Para os adeptos da segunda corrente, o empresário rural, desde que registrado pode pedir RJ sim, mas sua atividade não precisa ser comprovada apenas com inscrição. O registro, assim, também constituiria a figura do empresário, mas a atividade poderia ser comprovada por outros meios como é o caso da inscrição no Cadastros de Contribuintes da SEFAZ do estado; instrumento particular de contrato de emprego; notas fiscais de compra e venda de produtos e prestação de serviço... Asseveram que o art.48 da lei de RJ, não elenca como requisito o registro em si há dois anos, não amalgando os conceitos como fazem os defensores da primeira tese. Teria a norma supra trazido dois pressupostos distintos: um formal: regularidade da atividade empresarial e outro temporal, deste desvinculado: dois anos de exercício dessa atividade. Assim, não caberia ao intérprete criar mais um requisito onde o legislador não o fez. Partilham dessa corrente: o TJBA processo 0162336-66.2016.8.05.0909; TJSP nos 2049452-91.2013.8.26.0000 e 2049349-10.2017.8.26.0000; TJPR 0001640-56.2019.8.16.0000; TJMG no processo 0261085073.2017.8.13.0000; Primeira Câmara de Direito Privado do TJMT no recurso 100478544-2019.8.11.0000. Ministros: Sidney Benetti no RESp 1193.115/MT; Marco Buzzi na PET1460/MT; Raul Araújo na MC24468/MT; Lázaro Guimarães no REsp 1568429/MT, o Luis Felipe Salomão na PET11376/MT; Ricardo Villas Boas no REsp 1616893/MT; REsp 896041/SP.
A terceira linha defende que o empresário rural o é, pelo mero exercício de sua atividade rural de forma habitual e profissional com intuito lucrativo, abarcando assim a produção e circulação de bens e serviços de natureza agrícola, pecuária, agroindustrial e extrativa. Afirmam que esta interpretação está em consonância com o Código Civil de 2002, que ao adotar a teoria da empresa4 (expresso no seu art. 966) substituiu a dos atos de comércio, que não albergava uma infinidade de agentes econômicos como são os do setor imobiliário, prestadores de serviços e os do agronegócio. Assim, aquele que organiza a atividade em nome próprio, tomando o risco a ele inerente seria empresário rural independente de registro ou não. Este serviria, apenas, para lhe emprestar um regime jurídico diferenciado como é caso da tributação5: enquanto a pessoa física sofre incidência de 27,5% de IRPF sobre seu resultado em regime de caixa, o registrado recolheria IRPJ 8% do lucro no caso de ser Lucro presumido (a depender pode ser regime de caixa ou competência) ou até 34% daquele se for Lucro Real com regime de competência. Aduzem que o art. 970 também do Código Civil traz, inclusive, tratamento simplificado ao empresário rural, lhe facultando a inscrição, nos termos do art.971 do mesmo Codex, no Registro Público de Empresas Mercantis. Para essa corrente, o empresário “não rural” só qualifica sua atividade como regular caso se registre, o que não é exigível do “rural”. Interessante notar que para, estes o registro tem natureza meramente declaratória. A exigência do registro e ainda mais com no mínimo dois anos, contrariaria a finalidade da própria lei de RJ já que tais empresários, se mantém a atividade produtiva, postos de trabalho e fontes produtivas de riquezas. Partilham dessa corrente, o Enunciado 96, da II e 97 Jornada de Direito Comercial f; a Ministra Nancy Andrighi no REsp 1.193.115-MT, e o Moura Ribeiro, em recente evento6.

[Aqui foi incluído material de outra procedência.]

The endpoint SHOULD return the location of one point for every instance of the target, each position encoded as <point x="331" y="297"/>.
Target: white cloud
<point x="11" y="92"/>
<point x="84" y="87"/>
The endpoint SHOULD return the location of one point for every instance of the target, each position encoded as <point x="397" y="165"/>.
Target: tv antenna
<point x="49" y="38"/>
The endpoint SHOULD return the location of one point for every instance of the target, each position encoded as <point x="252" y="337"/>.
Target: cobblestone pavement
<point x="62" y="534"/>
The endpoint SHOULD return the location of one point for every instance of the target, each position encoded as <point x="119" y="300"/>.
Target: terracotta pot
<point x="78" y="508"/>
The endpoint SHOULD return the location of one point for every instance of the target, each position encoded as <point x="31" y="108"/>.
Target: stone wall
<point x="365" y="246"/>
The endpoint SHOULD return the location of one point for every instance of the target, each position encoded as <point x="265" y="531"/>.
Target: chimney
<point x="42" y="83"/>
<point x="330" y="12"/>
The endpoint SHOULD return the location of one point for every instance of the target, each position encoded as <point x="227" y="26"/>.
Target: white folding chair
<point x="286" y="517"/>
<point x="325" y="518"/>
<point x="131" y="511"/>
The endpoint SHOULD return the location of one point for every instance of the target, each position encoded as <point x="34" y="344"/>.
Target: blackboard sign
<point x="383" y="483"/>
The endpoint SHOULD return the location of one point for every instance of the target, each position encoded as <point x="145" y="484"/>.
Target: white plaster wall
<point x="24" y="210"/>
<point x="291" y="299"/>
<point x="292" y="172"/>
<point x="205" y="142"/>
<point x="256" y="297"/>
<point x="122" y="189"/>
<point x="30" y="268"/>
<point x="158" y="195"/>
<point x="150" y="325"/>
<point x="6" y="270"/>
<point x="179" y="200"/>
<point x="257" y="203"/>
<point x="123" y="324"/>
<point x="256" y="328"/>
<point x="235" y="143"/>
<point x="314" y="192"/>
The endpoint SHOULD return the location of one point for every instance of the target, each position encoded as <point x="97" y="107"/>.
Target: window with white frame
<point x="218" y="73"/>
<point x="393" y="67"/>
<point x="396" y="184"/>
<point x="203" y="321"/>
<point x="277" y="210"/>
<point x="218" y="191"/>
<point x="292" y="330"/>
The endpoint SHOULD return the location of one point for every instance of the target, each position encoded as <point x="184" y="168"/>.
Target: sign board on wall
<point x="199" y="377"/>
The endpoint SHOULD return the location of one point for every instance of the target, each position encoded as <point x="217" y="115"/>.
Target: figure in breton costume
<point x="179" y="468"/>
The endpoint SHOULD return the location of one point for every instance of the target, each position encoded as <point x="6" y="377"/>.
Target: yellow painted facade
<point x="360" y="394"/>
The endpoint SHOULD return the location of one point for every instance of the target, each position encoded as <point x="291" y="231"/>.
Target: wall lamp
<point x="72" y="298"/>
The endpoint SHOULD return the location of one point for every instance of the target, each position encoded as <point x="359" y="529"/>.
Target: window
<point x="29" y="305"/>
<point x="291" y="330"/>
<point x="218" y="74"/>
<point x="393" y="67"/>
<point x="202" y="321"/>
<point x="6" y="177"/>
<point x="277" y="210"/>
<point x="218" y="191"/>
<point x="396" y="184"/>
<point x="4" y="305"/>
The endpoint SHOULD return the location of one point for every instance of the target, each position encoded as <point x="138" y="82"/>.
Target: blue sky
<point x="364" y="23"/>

Pessoal e cientificamente, filio-me a terceira corrente porquanto entendo que a inscrição no Registro Público apenas declara fato ocorrido no mundo fenomênico. O exercício da atividade rural de forma organizada é um fato que não precisa de linguagem competente para constitui-lo. O produtor rural, hoje, inscrito ou não no Registro Público de Empresas Mercantis exerce sua atividade de modo organizado; emprega pessoas; compra insumos; paga tributos; toma créditos no mercado; vende seus produtos, e parece que por mera interpretação judicial foram alijados do direito de soerguer. Assim como nos enunciados 198 e 199 da Terceira Jornada de Direito Civil, não entendo que o registro na junta comercial é requisito de existência do empresário e sim, apenas de sua regularidade quando a lei assim exige, o que, deveras, não é caso do empresário “rural”. Em outras palavras: o empresário rural existe se exerce atividade empresarial rural e não é a referida inscrição que o qualifica como regular porque a própria lei assim não requer, o que impede o interprete de fazê-lo. Aliás nesse exato sentido, o Estatuto da Terra define em seu art. 4, VI, expressamente que é empresa rural o empreendimento de pessoa física ou jurídica, publica ou privada, que explore econômica e racionalmente o imóvel rural. Em que pese reconhecer que é entendimento minoritário, temos que exigir o registro, viola a própria finalidade da lei de RJ e ainda trucida o diploma especial apontado (Estatuto da Terra) bem como o próprio Código de Processo Civil. E o que é pior: exigir 2 (dois) anos desse registro vilipendia o próprio principio fundamental da legalidade. Ao criar requisito não previsto na lei, os operadores do direito prestam um deserviço ao sistema, estimulando o que este rechaça: a insegurança.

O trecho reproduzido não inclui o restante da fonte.